If psychoactive drugs had never been criminalized, science would never have had any reason or excuse for creating SSRIs that muck about unpredictably with brain chemistry. Chewing the coca leaf daily would be one of many readily available "miracle treatments" for depression.
Meanwhile, no imaginable downside could persuade westerners that guns and alcohol were too dangerous. Yet the DEA lies about almost all psychoactive drugs, saying there are no good uses. That's a lie! Then they pass laws that keep us from disproving their puritanical conclusion.

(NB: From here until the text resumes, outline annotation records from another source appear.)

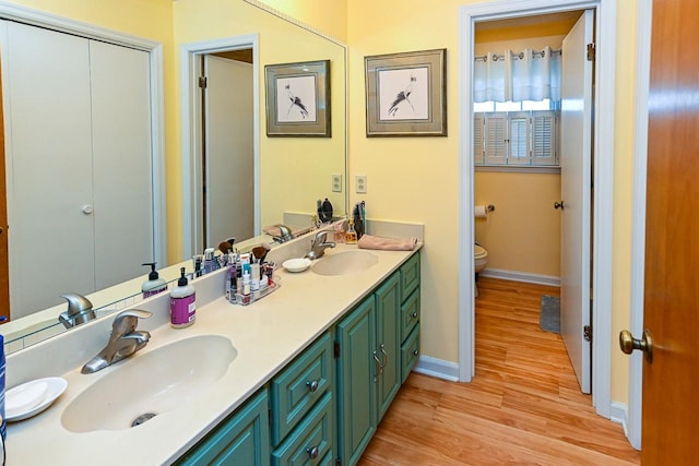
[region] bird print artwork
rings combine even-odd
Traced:
[[[415,113],[415,107],[413,106],[413,103],[411,103],[411,94],[413,93],[413,85],[416,82],[417,82],[417,77],[415,77],[414,75],[411,75],[411,82],[407,85],[407,87],[399,92],[398,95],[395,96],[395,99],[391,103],[391,107],[389,108],[389,116],[395,117],[395,113],[398,113],[398,110],[400,109],[401,104],[403,103],[407,103],[407,105],[410,105],[411,108],[413,109],[413,113]]]
[[[288,116],[292,113],[292,110],[297,109],[298,112],[301,115],[301,118],[306,119],[308,117],[308,109],[301,101],[300,97],[294,95],[294,93],[292,92],[291,84],[286,84],[284,88],[286,89],[286,95],[288,96],[288,99],[292,103],[288,107],[288,111],[286,112],[286,115]]]

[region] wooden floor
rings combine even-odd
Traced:
[[[538,326],[558,288],[482,277],[478,289],[474,380],[411,374],[359,465],[640,464],[580,393],[560,336]]]

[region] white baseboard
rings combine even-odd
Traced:
[[[437,379],[443,379],[450,382],[459,381],[458,363],[431,358],[429,356],[420,356],[413,370],[417,373],[436,377]]]
[[[560,277],[553,275],[531,274],[526,272],[503,271],[500,268],[484,268],[478,274],[483,277],[509,279],[512,282],[534,283],[537,285],[560,286]]]

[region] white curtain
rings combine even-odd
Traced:
[[[474,101],[560,99],[560,55],[545,47],[513,55],[488,52],[474,64]]]

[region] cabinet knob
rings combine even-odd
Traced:
[[[309,446],[308,449],[306,449],[306,453],[308,453],[309,458],[316,459],[320,451],[318,450],[318,446]]]
[[[308,382],[306,382],[306,386],[308,386],[309,392],[313,393],[318,390],[318,381],[309,380]]]

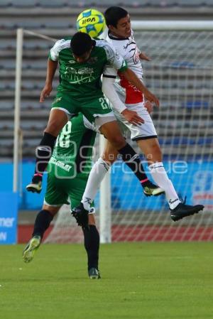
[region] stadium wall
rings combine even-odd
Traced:
[[[187,197],[187,202],[191,205],[202,202],[208,210],[213,209],[213,162],[165,162],[165,167],[173,181],[178,195]],[[29,179],[29,172],[33,172],[33,163],[24,163],[22,166],[21,193],[19,196],[19,210],[40,210],[43,204],[46,187],[44,178],[43,188],[38,195],[26,192],[25,187]],[[0,164],[1,178],[0,193],[12,191],[13,164]],[[148,171],[148,169],[147,169]],[[185,181],[190,180],[190,187],[185,188]],[[163,197],[150,198],[141,196],[141,187],[136,177],[124,166],[117,161],[111,169],[111,202],[112,210],[155,210],[158,212],[162,205],[168,210]],[[99,195],[96,199],[99,207]]]

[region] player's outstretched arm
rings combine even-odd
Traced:
[[[43,89],[43,90],[41,91],[40,96],[40,103],[42,103],[44,101],[45,97],[48,97],[50,95],[53,90],[52,83],[57,67],[58,67],[58,61],[53,61],[52,60],[48,59],[45,85]]]
[[[151,92],[150,92],[147,87],[143,84],[143,82],[138,79],[137,75],[129,67],[122,72],[122,75],[126,79],[134,85],[137,89],[141,91],[145,97],[150,102],[153,102],[159,107],[159,100]]]

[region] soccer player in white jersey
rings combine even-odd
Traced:
[[[131,28],[131,21],[128,12],[119,6],[111,6],[105,11],[106,26],[109,33],[106,40],[112,45],[125,60],[129,67],[133,71],[137,77],[143,80],[143,69],[141,59],[148,60],[138,48]],[[143,119],[141,125],[133,125],[128,122],[121,112],[114,110],[117,119],[123,124],[126,129],[131,131],[131,138],[136,141],[138,146],[145,155],[151,174],[155,183],[164,190],[168,202],[170,216],[173,220],[177,221],[186,216],[199,212],[204,208],[203,205],[187,205],[181,202],[172,181],[169,179],[162,162],[162,153],[158,140],[157,133],[153,121],[145,107],[144,95],[136,87],[126,80],[121,72],[120,87],[119,91],[125,91],[125,105],[128,109],[135,111]],[[117,71],[109,65],[103,74],[102,90],[105,95],[112,103],[112,107],[116,105],[118,95],[111,90],[111,85],[117,75]],[[85,211],[88,210],[88,198],[93,200],[97,188],[107,170],[106,167],[116,159],[118,152],[108,141],[104,154],[94,164],[84,193],[82,204]],[[77,207],[78,208],[78,207]]]

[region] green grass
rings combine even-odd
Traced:
[[[98,281],[82,245],[42,245],[28,264],[23,248],[0,247],[2,319],[213,318],[213,243],[102,245]]]

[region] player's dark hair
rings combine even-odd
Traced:
[[[77,56],[81,56],[94,45],[94,40],[89,34],[83,32],[77,32],[71,39],[70,47],[72,53]]]
[[[117,26],[119,21],[125,18],[128,15],[128,12],[120,6],[110,6],[104,12],[106,26]]]

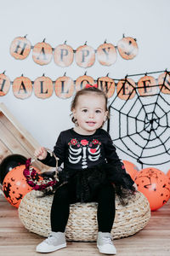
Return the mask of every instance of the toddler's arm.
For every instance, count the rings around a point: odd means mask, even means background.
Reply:
[[[44,160],[48,155],[48,152],[45,148],[40,147],[37,148],[34,152],[34,156],[39,159],[40,160]]]

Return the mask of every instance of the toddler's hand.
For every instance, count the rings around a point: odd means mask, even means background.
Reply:
[[[39,160],[44,160],[48,155],[47,150],[43,147],[40,147],[34,152],[34,156]]]
[[[134,189],[135,189],[136,190],[138,190],[138,186],[137,186],[137,184],[136,184],[135,183],[133,183],[133,186],[134,187]]]

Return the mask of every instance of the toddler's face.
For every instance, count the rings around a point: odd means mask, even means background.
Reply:
[[[78,123],[76,131],[85,135],[94,134],[106,119],[105,99],[96,94],[80,96],[73,115]]]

If America cannot exist without outlawing drugs, then there is something wrong with America, not with drugs.
Americans love to blame drugs for all their problems. Young people were not dying in the streets when opiates were legal. The prohibition mindset is the problem, not drugs.
Alexander Shulgin is a typical westerner when he speaks about cocaine. He moralizes about the drug, telling us that it does not give him "real" power. But so what? Does coffee give him "real" power? Coke helps some, others not. Stop holding it to this weird metaphysical standard.
They drive to their drug tests in pickup trucks with license plates that read "Don't tread on me." Yeah, right. "Don't tread on me: Just tell me how and how much I'm allowed to think and feel in this life. And please let me know what plants I can access."
"Just ONE HORSE took the life of my daughter." This message brought to you by the Partnership for a Death Free America.
Prohibition is a crime against humanity. It forces us to use shock therapy on the severely depressed since we've outlawed all viable alternatives. It denies medicines that could combat Alzheimer's and/or render it psychologically bearable.
To oppose the Drug War philosophically, one has to highlight its connections to both materialism and the psychiatric pill mill. And that's a problem, because almost everyone is either a Drug Warrior or a materialist these days and has a vested interest in the continuation of the psychiatric pill mill.